The types of decisions I mentioned above are decisions that farmers regularly have to make regarding their crops. Insects, weeds, plant diseases and weather can devastate a crop. Making the decisions that best fit your customers and your family take research, resources, experts and faith that you have done due diligence to provide healthy, delicious and safe food for your customers, your children and your family. While these types of challenges are obstacles to reaching our goals they are a great opportunity for us to learn more and grow more knowledgeable in the process.
Boxes of Produce
Wondering how to store and preserve some of your vegetables. Check out my post from last year.
Please remember to return any cups or plastic containers in your box each week. Remember food safety in your kitchen when preparing, always wash your produce before eating.
Black Seeded Simpson Elite Lettuce – One of my favorite garden crops.
Red Oak Leaf Lettuce – reddish lettuce
Prizehead – is the spear like green leaf.
Beet leaves and Beets – Some fun facts about beets.
Tomatoes – Fourth of July (medium size red), Yellow Girls, Romas (long, narrow), Big Boy and super sweet cherry tomatoes 100 . Looking for ways to use your tomatoes, check out this America’s Heartland for some ideas.
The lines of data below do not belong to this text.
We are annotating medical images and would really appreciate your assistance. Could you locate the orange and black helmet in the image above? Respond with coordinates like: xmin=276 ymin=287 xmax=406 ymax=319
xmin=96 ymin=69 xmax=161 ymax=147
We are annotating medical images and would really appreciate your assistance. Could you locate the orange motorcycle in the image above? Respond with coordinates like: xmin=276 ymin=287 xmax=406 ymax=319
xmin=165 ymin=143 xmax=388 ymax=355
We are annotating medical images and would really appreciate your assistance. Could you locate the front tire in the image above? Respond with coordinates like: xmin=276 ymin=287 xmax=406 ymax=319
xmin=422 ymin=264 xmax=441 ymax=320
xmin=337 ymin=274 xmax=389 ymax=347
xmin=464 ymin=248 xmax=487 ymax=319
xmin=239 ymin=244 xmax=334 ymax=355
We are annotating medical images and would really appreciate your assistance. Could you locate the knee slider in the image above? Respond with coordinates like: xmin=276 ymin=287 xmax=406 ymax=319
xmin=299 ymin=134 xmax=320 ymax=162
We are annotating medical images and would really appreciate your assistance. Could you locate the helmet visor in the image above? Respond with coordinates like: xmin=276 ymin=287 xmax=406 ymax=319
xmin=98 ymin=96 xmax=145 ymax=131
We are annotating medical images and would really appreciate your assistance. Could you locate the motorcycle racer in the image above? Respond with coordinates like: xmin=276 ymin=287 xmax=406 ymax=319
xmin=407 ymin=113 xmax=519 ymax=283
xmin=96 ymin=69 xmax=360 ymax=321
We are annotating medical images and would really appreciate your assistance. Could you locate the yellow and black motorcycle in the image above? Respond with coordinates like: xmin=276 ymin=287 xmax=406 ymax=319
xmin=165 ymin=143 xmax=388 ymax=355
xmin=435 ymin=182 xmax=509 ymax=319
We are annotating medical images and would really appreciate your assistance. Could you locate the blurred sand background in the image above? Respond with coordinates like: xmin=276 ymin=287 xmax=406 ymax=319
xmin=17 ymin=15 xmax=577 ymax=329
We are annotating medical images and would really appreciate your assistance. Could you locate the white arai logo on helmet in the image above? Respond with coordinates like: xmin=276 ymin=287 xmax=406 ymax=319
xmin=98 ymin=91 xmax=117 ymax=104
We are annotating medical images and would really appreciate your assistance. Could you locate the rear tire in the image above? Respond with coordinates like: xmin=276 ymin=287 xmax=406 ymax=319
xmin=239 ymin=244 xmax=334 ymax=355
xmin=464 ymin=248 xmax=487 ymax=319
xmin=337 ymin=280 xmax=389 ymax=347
Peppers – Red Beauty, Golden Summer, Orange Blaze and California Wonder peppers.
Onions – A few fresh onions to put in a recipe here or there.
Green Beans – This type of green beans are Providers.
Potatoes – Kennebec potatoes – great for baking and Norland potatoes – great for mashed potatoes. Check out the potato harvest in Colorado. Searching for more ideas for your potatoes. Here’s the link to a variety of Martha Stewart’s potato recipes.
Cucumbers – Varieties include Fancipak and Straight Eights . The heat seemed to get the best of this crop the last few weeks. Time will only tell if it will come out of it. Here are some fun facts about cucumbers.
Sweet Corn – Thank you to our neighbors FarGaze Farms – the Peterson families for this delicious vegetable! Check out last year’s post to see how we freeze sweet corn. Also, see America’s Heartland to learn more about how sweet corn is raised.
Vermicelli (spaghetti) squash – Our family enjoys this eaten just like spaghetti with our favorite homemade spaghetti sauce, some hamburger and topped with some parmesan cheese. Last year, we prepared our squash by boiling it. See how to prepare it here as well as additional recipes from Martha Stewart.
Herbs – Basil, cilantro and thyme
Fresh cut arrangement – A variety of sunflowers, Rudbeckia, Hosta leaves and Hydrangeas for you.
Zucchini Tomato Salsa Recipe
Looking for something delicious to try for the Vikings season opener. Give this a try. Serve it over a burger, chips, baked potato or sour cream.
•1 cup seeded chopped tomatoes
•1/2 cup diced zucchini
•1/2 cup chopped sweet red pepper
•1 small onion, diced
•1 tablespoon brown sugar
•2 teaspoons lime juice
•2 teaspoons cider vinegar
•1 teaspoon chopped seeded jalapeno pepper
•1 garlic clove, minced
•1/2 teaspoon ground cumin
•1/8 teaspoon salt
•1/8 teaspoon pepper
•In a small bowl, combine the first 12 ingredients. Cover and refrigerate for 8 hours or overnight. Using a slotted spoon, transfer salsa to a serving bowl. Serve with tortilla chips. Yield: 2 cups.
Note: Wear disposable gloves when cutting hot peppers; the oils can burn the skin. Avoid touching your face.